Stuffed sweet potatoes never looked so delicious with 3 different variations to spice up your weeknight meals!
Now…onto the taters. We all have that one vegetable that we could NEVER get sick of. Mine? SWEET POTATOES. Every time I’m in the grocery store, I swing by and grab a sweet potato even if the recipe I’m making doesn’t call for it. You never know when you’re going to have a sweet potato fry craving! Seriously, I’m in love with a vegetable (sorry Mark, you’ll have to share me).

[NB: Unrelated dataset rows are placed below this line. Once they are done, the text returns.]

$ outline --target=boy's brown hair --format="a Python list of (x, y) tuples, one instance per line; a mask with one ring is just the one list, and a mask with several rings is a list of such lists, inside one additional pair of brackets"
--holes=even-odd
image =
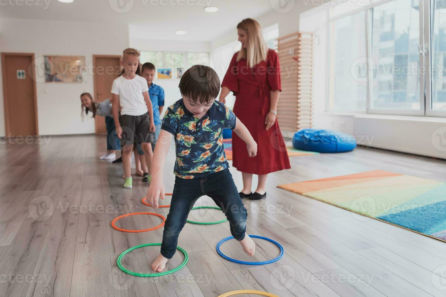
[(141, 73), (144, 72), (145, 70), (155, 70), (155, 65), (150, 62), (146, 62), (142, 64)]
[(218, 96), (220, 78), (209, 66), (194, 65), (181, 77), (178, 87), (182, 96), (187, 96), (194, 102), (206, 104)]
[(130, 55), (131, 56), (139, 57), (141, 55), (141, 53), (137, 50), (128, 48), (128, 49), (124, 50), (122, 52), (122, 56), (124, 57), (124, 55)]

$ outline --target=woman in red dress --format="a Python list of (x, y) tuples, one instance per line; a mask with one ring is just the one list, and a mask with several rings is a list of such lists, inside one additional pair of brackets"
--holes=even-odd
[[(245, 19), (237, 29), (242, 48), (232, 57), (219, 100), (225, 103), (229, 92), (234, 93), (233, 111), (257, 142), (257, 155), (250, 157), (243, 140), (232, 133), (232, 166), (242, 172), (243, 178), (240, 197), (258, 200), (266, 195), (268, 173), (290, 168), (276, 118), (281, 91), (280, 66), (277, 53), (267, 47), (257, 21)], [(251, 192), (252, 174), (259, 176), (254, 193)]]

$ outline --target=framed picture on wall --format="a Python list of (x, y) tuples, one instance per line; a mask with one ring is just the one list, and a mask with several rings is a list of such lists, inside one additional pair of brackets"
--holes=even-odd
[(46, 82), (86, 82), (85, 57), (82, 56), (45, 56)]
[(177, 68), (177, 78), (181, 78), (183, 76), (183, 72), (184, 72), (184, 68)]
[(158, 69), (158, 78), (171, 78), (172, 69), (170, 68)]

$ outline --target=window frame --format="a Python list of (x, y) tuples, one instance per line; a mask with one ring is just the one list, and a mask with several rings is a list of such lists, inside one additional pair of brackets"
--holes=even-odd
[[(371, 102), (373, 96), (373, 78), (370, 77), (373, 73), (373, 70), (368, 67), (370, 65), (367, 65), (367, 86), (366, 110), (363, 111), (352, 110), (336, 110), (330, 108), (329, 100), (330, 92), (332, 91), (330, 88), (330, 43), (331, 38), (330, 26), (332, 22), (345, 16), (358, 13), (363, 10), (366, 14), (365, 34), (366, 38), (365, 56), (372, 57), (372, 30), (373, 29), (373, 9), (377, 6), (386, 3), (395, 1), (396, 0), (372, 0), (368, 7), (359, 7), (357, 9), (352, 9), (351, 11), (338, 15), (334, 16), (330, 16), (330, 12), (328, 13), (328, 26), (327, 34), (329, 46), (327, 47), (327, 55), (328, 65), (327, 66), (326, 85), (327, 94), (325, 100), (326, 106), (325, 110), (326, 112), (334, 114), (351, 113), (355, 114), (383, 114), (402, 116), (417, 116), (430, 117), (446, 117), (446, 111), (434, 111), (432, 109), (433, 103), (432, 101), (432, 77), (431, 69), (432, 65), (431, 61), (431, 47), (432, 26), (431, 18), (433, 1), (434, 0), (419, 0), (419, 11), (420, 13), (420, 40), (419, 42), (419, 68), (418, 71), (420, 72), (420, 106), (419, 110), (402, 110), (402, 109), (385, 109), (371, 108)], [(333, 7), (333, 6), (332, 6)], [(427, 70), (425, 71), (425, 70)], [(422, 70), (423, 71), (421, 71)]]
[[(159, 67), (157, 65), (155, 65), (155, 67), (157, 67), (157, 71), (155, 73), (155, 78), (158, 78), (158, 71), (157, 69), (164, 69), (166, 66), (166, 55), (167, 54), (183, 54), (183, 63), (184, 63), (184, 66), (182, 68), (184, 68), (184, 71), (187, 70), (188, 66), (189, 65), (189, 58), (188, 57), (188, 54), (207, 54), (207, 58), (209, 59), (211, 58), (211, 53), (209, 52), (206, 51), (200, 51), (200, 52), (192, 52), (192, 51), (175, 51), (172, 50), (165, 51), (165, 50), (141, 50), (141, 52), (151, 52), (153, 53), (161, 53), (161, 60), (163, 63), (163, 66), (162, 67)], [(180, 78), (177, 77), (177, 70), (176, 69), (172, 69), (172, 78), (170, 78), (171, 80), (179, 80)], [(183, 72), (184, 73), (184, 72)], [(173, 74), (175, 73), (175, 77), (173, 76)]]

Another great thing about this majestic root vegetable is that there are so many different ways to prepare it. YOU CAN…
- Spiralize it into NOODLES
- Grate it into a HASH
- Chop it into FRIES
- Mash them up into MASHED potatoes
- oooorrr bake them and STUFF them with all of your favorite toppings (WINNER)
Baked potato bar was my all time favorite hot lunch in high school. Everyone got a spud and then you could make it your own by adding veggies, meat, cheese, and everything in between. PEOPLE, all you have to do is wash up your sweet potatoes, oil them, salt & pepper them, and then throw them in the oven to bake for about an hour.
- Green Onion
- Maple Syrup
- Fried Egg
- Dill Greek Yogurt
- Cheddar Cheese
- Green Onion
- Bacon Bits
- Black Beans
- Red Onion
- Lime Juice
- 4 sweet potatoes, washed
- 2 tablespoons olive oil
- salt and pepper, to taste
- First, wash your sweet potatoes.
- Next, drizzle a 1/2 tablespoon of oil over each sweet potato. Make sure to coat the whole spud.

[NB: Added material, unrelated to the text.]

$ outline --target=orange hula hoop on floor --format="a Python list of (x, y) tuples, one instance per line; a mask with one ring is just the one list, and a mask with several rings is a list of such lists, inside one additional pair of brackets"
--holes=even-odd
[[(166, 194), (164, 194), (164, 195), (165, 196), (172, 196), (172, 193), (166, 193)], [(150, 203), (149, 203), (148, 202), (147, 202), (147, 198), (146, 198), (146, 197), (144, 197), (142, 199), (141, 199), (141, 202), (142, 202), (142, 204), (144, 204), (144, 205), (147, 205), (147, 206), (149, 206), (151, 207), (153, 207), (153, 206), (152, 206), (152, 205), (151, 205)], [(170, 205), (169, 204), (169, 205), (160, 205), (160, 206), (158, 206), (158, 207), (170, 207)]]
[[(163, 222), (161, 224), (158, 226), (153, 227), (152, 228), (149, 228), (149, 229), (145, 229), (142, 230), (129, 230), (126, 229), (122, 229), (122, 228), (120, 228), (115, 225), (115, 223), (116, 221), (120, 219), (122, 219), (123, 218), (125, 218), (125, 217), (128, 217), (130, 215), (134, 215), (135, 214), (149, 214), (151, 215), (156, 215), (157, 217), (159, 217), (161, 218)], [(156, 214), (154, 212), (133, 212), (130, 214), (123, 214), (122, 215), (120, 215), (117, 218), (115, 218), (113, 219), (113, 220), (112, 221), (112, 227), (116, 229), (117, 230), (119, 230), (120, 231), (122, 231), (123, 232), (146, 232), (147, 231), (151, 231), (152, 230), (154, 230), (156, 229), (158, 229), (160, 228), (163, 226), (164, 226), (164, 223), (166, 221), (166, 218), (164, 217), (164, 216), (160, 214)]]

- After you oil the potatoes, season with salt and pepper to taste.
- Then, wrap each sweet potato in tin foil and poke holes (with a fork or knife) all around the potato. Lastly, throw them in the oven and cook them at 425ºF for 45-60 minutes.
- When the potatoes are done, make sure they are cooked all the way through by poking them with a fork. If there is no resistance, they are done!
- Top with your favorite toppings and ENJOY!